Nonstructural Best Management Practices (BMPs) preserve open space, protect natural systems and incorporate existing landscape features to naturally treat pollutants and prevent them from reaching waterways.

Stream Restoration

Stream restoration reestablishes the general structure, function and self-sustaining behavior of a stream system as it existed before it was disturbed. Restoration design focuses on both the physical and biological components of the stream system and its watershed.  Restoration uses many measures: removing watershed disturbances that are causing stream instability, installing structures and planting vegetation to protect stream banks and provide habitat, and reconstructing the curves, bends and depth of areas within the stream system.  Stream restoration projects reduce sediment and nutrients flowing into the Chesapeake Bay.
 
Stream Restoration at North West Branch Stream in Montgomery County
Before
Before
After

Disconnecting Impervious Surfaces

Disconnecting impervious surfaces from closed storm drain systems lets natural drainageways carry runoff into underlying soils and natural biological activity to remove pollutants.  Stormwater runs off from pavement through vegetated filter strips or side slopes to open ditches and channels.  Along the way, pollutants are reduced by vegetative filtering, biological uptake and infiltration.
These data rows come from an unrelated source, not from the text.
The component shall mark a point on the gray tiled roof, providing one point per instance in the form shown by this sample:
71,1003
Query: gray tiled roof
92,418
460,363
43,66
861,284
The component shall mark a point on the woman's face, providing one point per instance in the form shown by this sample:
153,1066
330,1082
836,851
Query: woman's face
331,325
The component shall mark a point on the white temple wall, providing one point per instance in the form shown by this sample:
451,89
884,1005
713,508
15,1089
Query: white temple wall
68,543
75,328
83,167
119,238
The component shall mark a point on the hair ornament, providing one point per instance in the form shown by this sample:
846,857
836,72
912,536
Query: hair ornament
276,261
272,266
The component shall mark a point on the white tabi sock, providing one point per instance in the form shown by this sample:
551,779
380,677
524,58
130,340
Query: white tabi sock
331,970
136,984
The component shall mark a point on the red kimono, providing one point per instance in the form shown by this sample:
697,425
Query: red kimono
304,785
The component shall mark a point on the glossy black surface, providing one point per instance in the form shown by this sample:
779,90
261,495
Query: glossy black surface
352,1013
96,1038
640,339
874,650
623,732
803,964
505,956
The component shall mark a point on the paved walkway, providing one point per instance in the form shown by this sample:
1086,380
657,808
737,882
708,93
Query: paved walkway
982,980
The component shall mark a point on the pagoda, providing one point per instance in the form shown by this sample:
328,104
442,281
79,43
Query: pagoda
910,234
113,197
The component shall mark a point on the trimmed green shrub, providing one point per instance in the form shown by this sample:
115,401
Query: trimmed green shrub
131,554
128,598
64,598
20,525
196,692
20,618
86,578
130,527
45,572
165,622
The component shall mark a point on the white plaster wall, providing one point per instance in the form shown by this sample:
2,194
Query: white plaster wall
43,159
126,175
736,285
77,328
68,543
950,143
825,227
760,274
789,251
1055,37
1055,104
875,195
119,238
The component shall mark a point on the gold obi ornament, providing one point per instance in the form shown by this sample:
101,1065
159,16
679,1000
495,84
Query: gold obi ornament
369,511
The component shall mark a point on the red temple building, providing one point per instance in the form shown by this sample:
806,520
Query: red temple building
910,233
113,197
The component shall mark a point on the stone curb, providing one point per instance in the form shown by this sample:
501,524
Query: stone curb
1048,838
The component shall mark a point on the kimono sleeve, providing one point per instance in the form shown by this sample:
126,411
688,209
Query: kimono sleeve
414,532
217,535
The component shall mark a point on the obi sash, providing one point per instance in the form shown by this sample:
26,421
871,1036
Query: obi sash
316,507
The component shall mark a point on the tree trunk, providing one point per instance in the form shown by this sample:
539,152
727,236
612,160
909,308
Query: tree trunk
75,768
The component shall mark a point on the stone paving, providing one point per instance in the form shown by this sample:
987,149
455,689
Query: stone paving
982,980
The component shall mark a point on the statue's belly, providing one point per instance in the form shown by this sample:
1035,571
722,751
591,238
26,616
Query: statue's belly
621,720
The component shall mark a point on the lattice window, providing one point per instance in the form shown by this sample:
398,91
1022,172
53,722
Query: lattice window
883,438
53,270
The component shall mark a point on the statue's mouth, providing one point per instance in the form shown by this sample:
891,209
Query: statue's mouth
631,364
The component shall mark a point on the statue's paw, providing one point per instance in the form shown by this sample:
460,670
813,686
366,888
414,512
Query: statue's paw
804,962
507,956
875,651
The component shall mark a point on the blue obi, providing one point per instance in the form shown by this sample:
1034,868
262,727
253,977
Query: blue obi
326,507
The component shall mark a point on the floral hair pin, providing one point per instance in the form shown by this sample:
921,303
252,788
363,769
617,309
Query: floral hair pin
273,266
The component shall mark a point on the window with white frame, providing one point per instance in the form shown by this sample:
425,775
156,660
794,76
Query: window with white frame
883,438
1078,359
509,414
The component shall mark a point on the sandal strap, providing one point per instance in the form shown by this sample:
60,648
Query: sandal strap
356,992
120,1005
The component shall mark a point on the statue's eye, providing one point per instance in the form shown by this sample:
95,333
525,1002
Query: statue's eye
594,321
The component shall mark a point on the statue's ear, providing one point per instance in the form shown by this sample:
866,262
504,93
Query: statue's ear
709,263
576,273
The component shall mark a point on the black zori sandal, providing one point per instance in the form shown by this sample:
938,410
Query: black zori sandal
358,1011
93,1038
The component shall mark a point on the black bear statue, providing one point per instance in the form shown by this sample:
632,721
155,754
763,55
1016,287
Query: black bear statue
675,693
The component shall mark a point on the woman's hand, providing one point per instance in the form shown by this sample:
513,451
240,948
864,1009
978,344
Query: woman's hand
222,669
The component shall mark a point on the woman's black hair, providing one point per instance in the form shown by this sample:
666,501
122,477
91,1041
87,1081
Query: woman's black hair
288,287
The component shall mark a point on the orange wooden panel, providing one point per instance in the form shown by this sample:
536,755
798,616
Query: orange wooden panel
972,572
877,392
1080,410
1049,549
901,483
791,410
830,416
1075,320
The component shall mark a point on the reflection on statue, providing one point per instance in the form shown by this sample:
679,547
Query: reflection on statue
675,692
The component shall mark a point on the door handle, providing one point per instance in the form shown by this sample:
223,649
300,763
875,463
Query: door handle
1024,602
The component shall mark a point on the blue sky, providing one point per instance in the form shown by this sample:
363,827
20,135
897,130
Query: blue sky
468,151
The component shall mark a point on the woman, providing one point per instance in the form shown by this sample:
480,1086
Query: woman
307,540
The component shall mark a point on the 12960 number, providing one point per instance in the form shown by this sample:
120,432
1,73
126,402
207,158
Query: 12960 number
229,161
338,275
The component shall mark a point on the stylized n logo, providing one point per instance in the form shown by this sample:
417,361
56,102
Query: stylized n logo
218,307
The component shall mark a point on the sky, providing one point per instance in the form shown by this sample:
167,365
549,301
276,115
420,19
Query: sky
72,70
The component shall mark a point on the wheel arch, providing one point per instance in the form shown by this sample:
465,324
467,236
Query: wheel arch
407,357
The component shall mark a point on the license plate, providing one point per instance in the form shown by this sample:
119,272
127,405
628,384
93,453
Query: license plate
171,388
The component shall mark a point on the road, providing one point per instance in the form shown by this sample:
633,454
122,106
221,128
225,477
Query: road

Closed storm drain systems lack this capability.
 
Open section highway in Howard County with disconnected pavement
Open section highway in Howard County with disconnected pavement
 

Turf filter strip along US 50 in Salisbury

Subsoiling

The Maryland Department of Transportation State Highway Administration (MDOT SHA) is determining whether subsoiling can open the soil profile, reduce compaction and increase infiltration.  Subsoilers are used to loosen and break up soil at depths below the level of traditional cultivation tools. They also improve plant growth and survivability.